I want to scrape all of the url's out of my .json bookmark backup that firefox creates and output a .txt
file.
Here's a sample of one of the objects located in the file:
{"index":1,"title":"Bookmarks Toolbar","id":3,"parent":1,"dateAdded":1219177758531250,"lastModified":1288873459187000,"annos":[{"name":"bookmarkProperties/description","flags":0,"expires":4,"mimeType":null,"type":3,"value":"Add bookmarks to this folder to see them displayed on the Bookmarks Toolbar"}],"type":"text/x-moz-place-container","root":"toolbarFolder","children":[{"title":"","id":25,"parent":3,"dateAdded":1224693644437500,"lastModified":1236888979406250,"annos":[{"name":"placesInternal/GUID","flags":0,"expires":4,"mimeType":null,"type":3,"value":"{f6066e21-10ff-46a2-af7a-2891f8dca345}0"}],"type":"text/x-moz-place","uri":"http://www.google.com/"}
These objects are comma-separated and should all contain at least one member that contains a string whose value is the url of the bookmark.
Here's a sample of what the .txt
file would have in it:
http://www.google.com
http://www.yahoo.com
http://www.etc.com`
Ideally, I'm interested in seeing if this can be pulled off using any scripting tools available within a generic Windows XP "environment".
If Windows can't cut it, what would be the quickest & easiest solution to this?
Is there a website or program that can do pattern matching or regex to parse the file do search & replace before I go install something like Active Perl or Strawberry Perl and write a script for it.
If you have Excel, it's probably easy to do a text to columns split
- http://office.microsoft.com/en-us/excel-help/split-names-by-using-convert-text-to-columns-HA001149851.aspx
on "
. Given the format (order of fields) is always the same, you should have the URLs somewhere near the last column.
Another way I found is the method at the following site:
http://forums.mozillazine.org/viewtopic.php?f=38&t=1057265&sid=66d981cc79d1ff63644e0cdd5b665a37
Basically you do the following:
(1) Create a firefox bookmark with the following as the location:
javascript:(function(){var E=document.getElementsByTagName('PRE')[0],T=E.innerHTML,i=0,r1,r2;t=new Array();while(/("uri":"([^"]*)")/g.exec(T)){r1=RegExp.$1;r2=RegExp.$2;if(/^https?:/.exec(r2)){t[i++]='['+(i)+']:<a href='+r2+'>'+r2+'<\/a>';}}with(window.open().document){for(i=0;t[i];i++)write(t[i]+'<br>');close();}})();
(2) Open a blank firefox tab.
(3) drag your firefox json file into the blank tab, this should open the json file.

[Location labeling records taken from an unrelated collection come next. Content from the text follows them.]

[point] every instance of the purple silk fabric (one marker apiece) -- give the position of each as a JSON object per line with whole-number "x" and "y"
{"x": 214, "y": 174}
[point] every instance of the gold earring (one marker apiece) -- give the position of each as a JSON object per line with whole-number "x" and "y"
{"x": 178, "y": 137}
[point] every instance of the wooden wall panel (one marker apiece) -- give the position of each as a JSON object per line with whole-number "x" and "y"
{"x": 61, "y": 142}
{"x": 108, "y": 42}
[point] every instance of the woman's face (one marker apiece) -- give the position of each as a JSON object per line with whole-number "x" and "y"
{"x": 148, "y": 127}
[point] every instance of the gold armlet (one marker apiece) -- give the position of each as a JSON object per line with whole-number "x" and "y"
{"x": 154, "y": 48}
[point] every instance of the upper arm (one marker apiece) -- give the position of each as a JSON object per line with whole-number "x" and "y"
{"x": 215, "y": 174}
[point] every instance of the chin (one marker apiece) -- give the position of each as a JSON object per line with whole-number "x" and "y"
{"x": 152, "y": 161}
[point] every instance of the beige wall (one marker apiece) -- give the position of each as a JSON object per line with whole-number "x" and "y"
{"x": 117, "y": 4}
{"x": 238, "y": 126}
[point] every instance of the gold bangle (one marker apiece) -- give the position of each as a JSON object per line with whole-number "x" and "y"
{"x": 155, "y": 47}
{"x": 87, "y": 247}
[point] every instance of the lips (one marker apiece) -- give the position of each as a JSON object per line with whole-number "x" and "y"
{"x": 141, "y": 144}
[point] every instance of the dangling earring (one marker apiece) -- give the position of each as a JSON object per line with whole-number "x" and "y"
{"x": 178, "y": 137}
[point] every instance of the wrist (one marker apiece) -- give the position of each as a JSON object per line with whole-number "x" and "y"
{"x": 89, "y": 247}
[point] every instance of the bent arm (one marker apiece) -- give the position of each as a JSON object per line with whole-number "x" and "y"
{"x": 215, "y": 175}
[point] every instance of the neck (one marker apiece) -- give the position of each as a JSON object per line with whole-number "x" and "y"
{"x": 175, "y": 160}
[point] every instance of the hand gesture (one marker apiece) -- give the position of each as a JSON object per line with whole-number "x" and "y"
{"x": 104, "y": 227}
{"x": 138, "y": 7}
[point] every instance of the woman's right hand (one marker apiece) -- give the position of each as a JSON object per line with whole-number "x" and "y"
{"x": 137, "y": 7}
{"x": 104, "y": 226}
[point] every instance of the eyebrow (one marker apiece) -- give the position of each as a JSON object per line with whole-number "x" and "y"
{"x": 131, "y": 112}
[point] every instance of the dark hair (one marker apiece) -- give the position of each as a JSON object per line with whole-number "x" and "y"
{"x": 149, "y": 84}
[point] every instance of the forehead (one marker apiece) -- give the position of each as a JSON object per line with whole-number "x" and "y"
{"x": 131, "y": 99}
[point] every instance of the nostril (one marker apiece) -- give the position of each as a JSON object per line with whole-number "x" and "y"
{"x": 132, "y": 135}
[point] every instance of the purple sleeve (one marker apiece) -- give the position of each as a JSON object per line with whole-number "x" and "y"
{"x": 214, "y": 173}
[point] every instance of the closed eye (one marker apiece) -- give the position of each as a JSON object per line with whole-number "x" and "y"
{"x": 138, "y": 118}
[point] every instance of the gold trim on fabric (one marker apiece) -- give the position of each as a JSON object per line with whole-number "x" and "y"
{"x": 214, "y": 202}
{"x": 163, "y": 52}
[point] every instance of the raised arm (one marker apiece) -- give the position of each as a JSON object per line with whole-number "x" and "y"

(4) goto your bookmark you created in step 1.
(5) you should have a list of "clickable urls" for all your bookmarks.
I haven't tested this.
NOTE: Verify/correct all below file paths to match your system.
@Echo Off
Rem FFExportBookmarks.bat
SetLocal EnableDelayedExpansion
Set JSONFile="%APPDATA%\Mozilla\Firefox\Profiles\xyz42pdq.default\bookmarkbackups\Bookmarks.json"
Set FavOut="%USERPROFILE%\My Documents\FFBookmarks.txt"
Set JSONTemp="%Temp%\JSONTemp.txt"
Echo.> %JSONTemp%
Set JSONTemp1="%Temp%\JSONTemp1.txt"
Echo.> %JSONTemp1%
For /f "UseBackQ Delims=" %%N In ('Type %JSONFile%') Do (
Set JSONInput=%%N
Rem Filter double " and other delimiters
Set JSONInput=!JSONInput:"=!
Set JSONInput=!JSONInput: =!
Set JSONInput=!JSONInput:^,= !
Set JSONInput=!JSONInput:[= !
Set JSONInput=!JSONInput:]= !
Set JSONInput=!JSONInput:{= !
Set JSONInput=!JSONInput:}= !
For %%K In (!JSONInput!) Do For /f "Tokens=1,2 Delims=:" %%X In ("%%K") Do (
If /i "%%X"=="uri" Echo %%Y >> %FavOut%
)
)
Start "" %FavOut%
It wasn't very quick, but it's plenty dirty!